歌姫は天才、竪琴弾きは平凡。観客の拍手は、いつも歌姫のもの。
 でも、竪琴弾きは満足だった。
歌姫は良き友達としていつも助けてくれたし、なによりも竪琴弾きは、歌姫の歌が大好きだったから。
 竪琴弾きは彼女の歌を理想にして、その音を目指してひたすら励んでいた。
歌姫の声を引き立てる楽。それ以外に望む音はなかった。

 そしてある日。
歌姫が居なくなった。

 それ以来、竪琴弾きは、音を見失った。

……それって……?
ニナ「創作よ。

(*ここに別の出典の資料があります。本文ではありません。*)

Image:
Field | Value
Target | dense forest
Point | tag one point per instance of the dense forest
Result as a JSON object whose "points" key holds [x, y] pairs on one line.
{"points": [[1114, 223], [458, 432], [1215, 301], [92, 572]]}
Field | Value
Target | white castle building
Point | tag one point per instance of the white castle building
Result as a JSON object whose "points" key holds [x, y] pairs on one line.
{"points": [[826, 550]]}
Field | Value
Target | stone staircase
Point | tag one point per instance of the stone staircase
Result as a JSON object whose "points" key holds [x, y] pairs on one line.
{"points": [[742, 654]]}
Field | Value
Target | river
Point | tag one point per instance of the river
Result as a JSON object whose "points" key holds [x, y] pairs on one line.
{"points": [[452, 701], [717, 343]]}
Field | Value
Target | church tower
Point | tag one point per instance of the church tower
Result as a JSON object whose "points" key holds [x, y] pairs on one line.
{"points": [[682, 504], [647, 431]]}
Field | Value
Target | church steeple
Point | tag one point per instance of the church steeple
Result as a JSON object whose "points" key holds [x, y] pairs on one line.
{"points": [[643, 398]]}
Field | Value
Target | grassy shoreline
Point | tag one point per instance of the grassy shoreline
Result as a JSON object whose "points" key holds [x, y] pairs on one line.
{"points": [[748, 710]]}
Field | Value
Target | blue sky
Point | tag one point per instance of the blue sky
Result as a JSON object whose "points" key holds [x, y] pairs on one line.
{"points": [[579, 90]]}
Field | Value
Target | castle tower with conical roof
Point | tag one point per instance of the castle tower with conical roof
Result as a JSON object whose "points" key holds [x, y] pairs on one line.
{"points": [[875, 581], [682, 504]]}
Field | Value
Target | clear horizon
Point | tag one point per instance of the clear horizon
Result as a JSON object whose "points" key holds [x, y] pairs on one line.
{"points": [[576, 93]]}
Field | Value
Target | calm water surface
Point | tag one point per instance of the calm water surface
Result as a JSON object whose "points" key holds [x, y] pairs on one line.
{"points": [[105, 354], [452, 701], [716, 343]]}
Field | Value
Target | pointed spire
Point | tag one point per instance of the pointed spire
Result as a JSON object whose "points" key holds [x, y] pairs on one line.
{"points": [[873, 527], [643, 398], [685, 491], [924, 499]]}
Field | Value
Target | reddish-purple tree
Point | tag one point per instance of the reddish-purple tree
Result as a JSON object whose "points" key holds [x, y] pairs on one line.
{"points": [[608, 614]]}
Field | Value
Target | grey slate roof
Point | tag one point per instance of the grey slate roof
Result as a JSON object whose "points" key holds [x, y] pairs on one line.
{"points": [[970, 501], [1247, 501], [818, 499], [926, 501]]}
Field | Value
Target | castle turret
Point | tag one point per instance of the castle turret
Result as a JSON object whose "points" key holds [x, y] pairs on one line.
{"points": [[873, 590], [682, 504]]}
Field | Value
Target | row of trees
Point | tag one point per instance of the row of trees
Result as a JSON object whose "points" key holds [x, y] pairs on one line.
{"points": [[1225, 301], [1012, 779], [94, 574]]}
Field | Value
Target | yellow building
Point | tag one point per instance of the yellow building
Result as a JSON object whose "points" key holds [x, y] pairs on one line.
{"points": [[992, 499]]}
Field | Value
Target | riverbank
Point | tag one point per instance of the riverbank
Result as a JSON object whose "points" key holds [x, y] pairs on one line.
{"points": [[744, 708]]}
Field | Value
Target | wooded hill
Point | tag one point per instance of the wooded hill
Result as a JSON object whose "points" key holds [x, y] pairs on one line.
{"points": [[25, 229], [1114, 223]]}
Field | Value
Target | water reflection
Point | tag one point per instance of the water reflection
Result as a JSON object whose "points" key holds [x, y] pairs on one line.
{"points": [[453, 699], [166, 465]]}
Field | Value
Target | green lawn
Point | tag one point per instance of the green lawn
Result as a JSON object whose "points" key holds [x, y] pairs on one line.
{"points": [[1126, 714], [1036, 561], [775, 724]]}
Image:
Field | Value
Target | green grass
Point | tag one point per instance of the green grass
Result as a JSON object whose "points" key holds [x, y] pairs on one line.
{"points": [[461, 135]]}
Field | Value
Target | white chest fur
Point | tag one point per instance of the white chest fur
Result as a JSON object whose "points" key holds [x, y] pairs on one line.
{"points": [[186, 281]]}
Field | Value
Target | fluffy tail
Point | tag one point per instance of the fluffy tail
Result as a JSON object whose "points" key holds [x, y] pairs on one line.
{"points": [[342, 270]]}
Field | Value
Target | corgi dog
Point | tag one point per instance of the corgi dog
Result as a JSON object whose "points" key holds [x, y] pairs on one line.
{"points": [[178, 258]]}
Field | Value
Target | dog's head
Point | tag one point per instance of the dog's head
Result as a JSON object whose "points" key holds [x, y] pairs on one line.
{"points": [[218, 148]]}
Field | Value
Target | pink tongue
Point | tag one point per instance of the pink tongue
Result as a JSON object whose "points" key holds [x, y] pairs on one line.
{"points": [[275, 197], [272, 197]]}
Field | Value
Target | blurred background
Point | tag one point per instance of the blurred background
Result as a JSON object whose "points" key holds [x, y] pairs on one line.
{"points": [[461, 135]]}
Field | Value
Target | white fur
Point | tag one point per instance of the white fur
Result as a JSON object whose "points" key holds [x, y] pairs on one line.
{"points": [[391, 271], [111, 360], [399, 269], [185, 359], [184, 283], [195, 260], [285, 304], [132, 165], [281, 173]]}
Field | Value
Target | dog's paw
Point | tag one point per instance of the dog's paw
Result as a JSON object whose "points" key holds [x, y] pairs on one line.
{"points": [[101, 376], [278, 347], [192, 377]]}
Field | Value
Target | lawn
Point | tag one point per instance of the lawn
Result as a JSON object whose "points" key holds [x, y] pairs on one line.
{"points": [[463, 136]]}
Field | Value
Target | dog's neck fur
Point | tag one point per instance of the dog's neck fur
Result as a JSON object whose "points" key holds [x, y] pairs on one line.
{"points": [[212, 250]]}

よくある話だけど」
 ニナは肩をすくめ、その場を去ろうとする。

……あ、そうだ。
 歌姫、で思い出したけど。
君は、肩越しにニナに問い掛ける。
 さっき、ニナのリュートに合わせて歌ってた人って、誰?
ニナは、立ち止まる。
 やや間があいて。
ニナ「私には、聞こえなかったわ」
 振り返りもせずに答える。
……そっか。空耳だったのかな。

 とか考えてるうちに、ニナは去ってしまった。